Dans The Master, les liens qui lient Freddy au Maître sont en apparence moins violents. Comme dans There Will Be Blood, le Père et le Fils se trouvent, se reconnaissent, et s’adoptent. Mais là où l’absence de liens du sang avec son garçon constituait un obstacle pour le monstrueux Daniel Plainview (Daniel Day-Lewis), le Maître (Philip Seymour Hoffmann), lui, n’y songe pas une seconde : Freddy (Joaquin Phoenix) est son fils, bien plus que son fils biologique ne l’est. Car Freddy, croit en lui, Freddy a besoin de lui parler, de l’écouter, de se faire malmener par lui.
Dès l’instant de leur rencontre, sa vie est structurée par son désir de servir ce Maître, et d’attaquer quiconque le menace, car ce père là est bien plus fragile qu’on ne veut le croire. L’amour est grand entre les deux hommes qui partagent le goût de l’alcool, un tempérament immaîtrisable, et un amour du rire pour fuir l’angoisse… C’est bien pourquoi la relation entre les deux hommes fait si peur à Peggy (Amy Adams), épouse du Maître qui fait figure de dame de fer. Elle voit en Freddy un être primitif qui incarne un danger de régression pour son époux. Freddy doit donc être domestiqué, ou écrasé.

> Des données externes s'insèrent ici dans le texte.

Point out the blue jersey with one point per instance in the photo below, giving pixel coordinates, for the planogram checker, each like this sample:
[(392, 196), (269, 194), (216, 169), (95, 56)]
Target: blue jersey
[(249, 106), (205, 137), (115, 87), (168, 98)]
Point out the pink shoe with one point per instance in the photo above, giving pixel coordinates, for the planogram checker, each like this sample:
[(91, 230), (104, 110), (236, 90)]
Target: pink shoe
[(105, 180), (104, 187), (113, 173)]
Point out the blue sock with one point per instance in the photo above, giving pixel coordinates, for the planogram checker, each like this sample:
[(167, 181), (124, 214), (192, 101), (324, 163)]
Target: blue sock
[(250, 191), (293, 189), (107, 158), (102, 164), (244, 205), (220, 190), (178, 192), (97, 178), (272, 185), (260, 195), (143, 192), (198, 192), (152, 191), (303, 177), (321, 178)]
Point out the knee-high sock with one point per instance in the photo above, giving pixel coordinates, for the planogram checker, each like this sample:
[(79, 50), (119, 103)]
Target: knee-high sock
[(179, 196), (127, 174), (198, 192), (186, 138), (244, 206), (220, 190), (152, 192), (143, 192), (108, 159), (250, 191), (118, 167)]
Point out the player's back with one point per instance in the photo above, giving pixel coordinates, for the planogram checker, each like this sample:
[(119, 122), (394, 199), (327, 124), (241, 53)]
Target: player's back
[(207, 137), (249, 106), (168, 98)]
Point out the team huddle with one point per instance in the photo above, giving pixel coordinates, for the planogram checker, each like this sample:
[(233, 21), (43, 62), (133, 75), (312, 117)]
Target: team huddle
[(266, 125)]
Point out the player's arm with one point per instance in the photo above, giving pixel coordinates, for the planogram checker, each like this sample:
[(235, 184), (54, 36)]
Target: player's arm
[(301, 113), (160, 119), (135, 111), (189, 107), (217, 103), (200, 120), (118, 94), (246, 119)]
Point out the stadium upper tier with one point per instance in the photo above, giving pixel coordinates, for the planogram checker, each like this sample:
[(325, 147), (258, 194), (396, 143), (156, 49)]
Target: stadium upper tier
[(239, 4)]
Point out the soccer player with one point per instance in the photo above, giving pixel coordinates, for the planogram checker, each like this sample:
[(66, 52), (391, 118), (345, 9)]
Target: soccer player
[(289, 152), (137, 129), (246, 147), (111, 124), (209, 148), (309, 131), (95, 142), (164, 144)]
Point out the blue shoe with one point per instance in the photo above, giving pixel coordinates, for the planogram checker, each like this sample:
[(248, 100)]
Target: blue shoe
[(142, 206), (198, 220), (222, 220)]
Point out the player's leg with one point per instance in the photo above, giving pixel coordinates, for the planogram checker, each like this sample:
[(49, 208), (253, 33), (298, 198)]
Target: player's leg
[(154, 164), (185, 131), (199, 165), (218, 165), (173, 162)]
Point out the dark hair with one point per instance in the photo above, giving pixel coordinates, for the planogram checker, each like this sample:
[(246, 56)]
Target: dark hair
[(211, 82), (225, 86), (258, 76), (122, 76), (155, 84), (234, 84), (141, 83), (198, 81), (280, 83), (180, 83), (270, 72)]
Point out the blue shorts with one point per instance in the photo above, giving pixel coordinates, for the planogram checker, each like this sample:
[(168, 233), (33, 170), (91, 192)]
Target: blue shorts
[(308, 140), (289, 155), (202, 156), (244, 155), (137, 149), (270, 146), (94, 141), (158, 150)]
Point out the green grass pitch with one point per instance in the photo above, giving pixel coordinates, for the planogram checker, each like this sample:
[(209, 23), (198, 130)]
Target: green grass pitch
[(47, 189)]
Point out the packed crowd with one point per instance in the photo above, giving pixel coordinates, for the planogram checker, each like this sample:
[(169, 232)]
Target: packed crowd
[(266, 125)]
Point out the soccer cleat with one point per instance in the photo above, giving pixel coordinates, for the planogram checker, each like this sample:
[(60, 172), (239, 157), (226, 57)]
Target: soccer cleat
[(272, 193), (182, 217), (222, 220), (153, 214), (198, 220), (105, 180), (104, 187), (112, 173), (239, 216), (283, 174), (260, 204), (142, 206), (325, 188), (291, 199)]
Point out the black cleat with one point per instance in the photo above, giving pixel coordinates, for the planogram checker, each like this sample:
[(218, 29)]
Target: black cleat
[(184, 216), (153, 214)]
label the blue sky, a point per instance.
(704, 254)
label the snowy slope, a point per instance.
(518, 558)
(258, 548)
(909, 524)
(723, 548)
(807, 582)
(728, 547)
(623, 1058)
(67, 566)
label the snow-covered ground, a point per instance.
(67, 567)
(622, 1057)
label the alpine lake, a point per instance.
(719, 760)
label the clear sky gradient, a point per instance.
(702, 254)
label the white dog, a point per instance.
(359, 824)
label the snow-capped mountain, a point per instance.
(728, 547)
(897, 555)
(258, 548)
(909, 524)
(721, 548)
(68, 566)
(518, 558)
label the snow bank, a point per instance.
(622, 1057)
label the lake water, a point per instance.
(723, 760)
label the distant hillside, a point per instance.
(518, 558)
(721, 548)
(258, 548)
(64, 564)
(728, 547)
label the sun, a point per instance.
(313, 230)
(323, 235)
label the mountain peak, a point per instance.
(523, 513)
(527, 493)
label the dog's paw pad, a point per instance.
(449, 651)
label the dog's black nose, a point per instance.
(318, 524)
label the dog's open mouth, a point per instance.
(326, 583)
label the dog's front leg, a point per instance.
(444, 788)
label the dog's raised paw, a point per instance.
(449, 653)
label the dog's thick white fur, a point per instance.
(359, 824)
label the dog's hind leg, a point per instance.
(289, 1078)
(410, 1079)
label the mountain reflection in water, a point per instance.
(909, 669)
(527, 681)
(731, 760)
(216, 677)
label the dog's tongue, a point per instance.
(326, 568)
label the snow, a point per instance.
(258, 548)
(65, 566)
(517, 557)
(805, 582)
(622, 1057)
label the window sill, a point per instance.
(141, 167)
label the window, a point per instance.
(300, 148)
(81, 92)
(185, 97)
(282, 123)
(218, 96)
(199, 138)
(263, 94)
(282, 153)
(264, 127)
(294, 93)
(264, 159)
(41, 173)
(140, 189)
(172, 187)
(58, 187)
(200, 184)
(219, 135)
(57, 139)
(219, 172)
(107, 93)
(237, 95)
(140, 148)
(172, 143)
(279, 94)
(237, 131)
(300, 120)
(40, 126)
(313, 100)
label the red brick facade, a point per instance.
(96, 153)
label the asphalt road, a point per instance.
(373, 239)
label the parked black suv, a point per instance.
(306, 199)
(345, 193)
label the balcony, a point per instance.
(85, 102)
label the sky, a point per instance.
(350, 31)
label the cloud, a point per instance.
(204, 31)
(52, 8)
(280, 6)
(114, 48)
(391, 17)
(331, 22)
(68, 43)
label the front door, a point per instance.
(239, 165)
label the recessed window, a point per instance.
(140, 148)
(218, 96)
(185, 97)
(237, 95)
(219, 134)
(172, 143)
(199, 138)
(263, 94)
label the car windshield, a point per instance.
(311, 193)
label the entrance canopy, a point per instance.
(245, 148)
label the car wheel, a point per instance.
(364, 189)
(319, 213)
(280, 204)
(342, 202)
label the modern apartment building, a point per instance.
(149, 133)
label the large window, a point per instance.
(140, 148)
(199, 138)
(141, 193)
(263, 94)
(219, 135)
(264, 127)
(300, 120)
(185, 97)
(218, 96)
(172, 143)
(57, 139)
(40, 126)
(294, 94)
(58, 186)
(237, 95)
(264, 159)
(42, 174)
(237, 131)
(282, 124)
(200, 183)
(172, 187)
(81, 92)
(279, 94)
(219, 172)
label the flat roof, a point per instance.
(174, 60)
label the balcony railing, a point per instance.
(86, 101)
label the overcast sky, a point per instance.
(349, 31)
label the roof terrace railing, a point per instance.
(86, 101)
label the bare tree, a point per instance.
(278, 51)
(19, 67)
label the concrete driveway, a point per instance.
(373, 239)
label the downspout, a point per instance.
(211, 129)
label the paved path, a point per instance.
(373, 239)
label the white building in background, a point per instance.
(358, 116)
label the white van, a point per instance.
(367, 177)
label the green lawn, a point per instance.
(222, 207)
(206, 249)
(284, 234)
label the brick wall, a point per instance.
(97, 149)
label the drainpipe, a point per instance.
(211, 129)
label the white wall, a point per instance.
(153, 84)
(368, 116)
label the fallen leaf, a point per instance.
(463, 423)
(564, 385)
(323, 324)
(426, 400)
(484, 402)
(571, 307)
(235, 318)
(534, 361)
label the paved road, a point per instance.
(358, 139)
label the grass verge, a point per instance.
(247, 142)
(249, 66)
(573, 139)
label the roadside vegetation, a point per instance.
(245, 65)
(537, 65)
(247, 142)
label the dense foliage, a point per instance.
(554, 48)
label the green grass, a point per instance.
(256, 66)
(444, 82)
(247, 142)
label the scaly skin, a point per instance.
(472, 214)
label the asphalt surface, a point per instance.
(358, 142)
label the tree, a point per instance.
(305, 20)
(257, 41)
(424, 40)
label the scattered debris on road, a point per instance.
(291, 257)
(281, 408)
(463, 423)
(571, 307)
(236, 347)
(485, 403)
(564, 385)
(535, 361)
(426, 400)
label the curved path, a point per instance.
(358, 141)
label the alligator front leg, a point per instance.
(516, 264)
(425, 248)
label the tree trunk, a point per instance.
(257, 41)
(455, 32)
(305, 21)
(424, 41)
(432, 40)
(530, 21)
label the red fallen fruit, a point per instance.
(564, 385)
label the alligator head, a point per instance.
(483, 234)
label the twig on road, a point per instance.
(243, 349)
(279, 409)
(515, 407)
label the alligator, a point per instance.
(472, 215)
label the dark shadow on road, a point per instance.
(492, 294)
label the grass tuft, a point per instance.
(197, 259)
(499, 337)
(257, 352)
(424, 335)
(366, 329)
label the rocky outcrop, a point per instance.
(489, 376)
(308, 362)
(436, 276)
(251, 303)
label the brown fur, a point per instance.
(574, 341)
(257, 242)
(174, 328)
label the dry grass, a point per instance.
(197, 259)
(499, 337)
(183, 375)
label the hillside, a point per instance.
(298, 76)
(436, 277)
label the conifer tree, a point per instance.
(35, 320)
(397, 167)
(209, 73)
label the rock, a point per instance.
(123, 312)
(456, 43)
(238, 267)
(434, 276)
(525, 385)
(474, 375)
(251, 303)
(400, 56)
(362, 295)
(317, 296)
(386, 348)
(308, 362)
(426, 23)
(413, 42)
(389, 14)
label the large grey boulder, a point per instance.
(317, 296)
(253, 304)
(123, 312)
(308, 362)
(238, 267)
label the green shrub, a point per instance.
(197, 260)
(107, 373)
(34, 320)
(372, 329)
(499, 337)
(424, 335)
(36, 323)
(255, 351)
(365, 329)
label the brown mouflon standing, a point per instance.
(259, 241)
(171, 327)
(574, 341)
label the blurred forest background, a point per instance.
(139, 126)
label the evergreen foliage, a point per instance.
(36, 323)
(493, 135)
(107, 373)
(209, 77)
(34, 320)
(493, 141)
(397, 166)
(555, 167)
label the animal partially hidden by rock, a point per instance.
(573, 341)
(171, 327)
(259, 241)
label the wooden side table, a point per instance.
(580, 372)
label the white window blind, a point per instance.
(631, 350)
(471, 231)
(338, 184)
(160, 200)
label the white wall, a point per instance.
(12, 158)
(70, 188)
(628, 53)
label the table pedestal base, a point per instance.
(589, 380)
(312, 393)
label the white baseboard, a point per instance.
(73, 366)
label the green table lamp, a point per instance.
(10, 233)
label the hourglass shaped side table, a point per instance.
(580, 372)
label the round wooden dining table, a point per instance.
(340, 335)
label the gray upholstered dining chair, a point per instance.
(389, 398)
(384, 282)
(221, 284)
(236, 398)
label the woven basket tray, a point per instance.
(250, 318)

La dernière entrevue des deux hommes est un double de la scène déchirante de There Will Be Blood dans laquelle Daniel Plainview rejetait définitivement son fils. La mise en scène de l’espace est similaire. Le Père est encore et toujours en position d’autorité : assis derrière son bureau. Mais, alors que le fils Plainview se tenait droit face à lui, debout et rebelle, Freddy est, lui, assis sur sa chaise, cassé en deux, et recroquevillé comme un pantin.
Il est difficile de décrire le travail hors du commun accompli par les deux acteurs principaux : Joaquin Phoenix et Philip Seymour Hoffman. Phoenix évoque fortement Marlon Brando, il déforme son visage et désarticule son corps au point de devenir bossu. Dans les scènes d’exposition, on n’est pas loin de penser aux singes du 2001 de Kubrick, Anderson représentant lui aussi un état primitif de l’humanité. Les autres marins vont d’ailleurs jusqu’à jeter des bananes au simiesque Freddy. Hoffman oppose aux outrances de Phoenix un jeu si naturel et anti-spectaculaire qu’il peut déconcerter. Or c’est la combinaison des deux qui fait la grandeur du film.
La scène de l’interrogatoire de Freddy par le Maître vous tient au bord de votre siège, dans un état de tension physique et nerveuse : qui des deux va-t-il gagner ? Au-delà de Freddy et du Maître, c’est un jeu de défis que se lancent Hoffman et Phoenix. Chacun relance l’autre, déclenche une expression, un tic. Paul Thomas Anderson règne sur ce pas de deux comme un chorégraphe génial. Tendue et sèche, la mise en scène se fait lyrique lors du flash-back qui révèle un instant décisif du passé de Freddy : les gros plans sur le visage de la jeune fille qu’il a aimée jadis sont caressants et lumineux, la caméra est mobile, c’est un instant mélancolique et tendre qui rompt brutalement avec le reste du film.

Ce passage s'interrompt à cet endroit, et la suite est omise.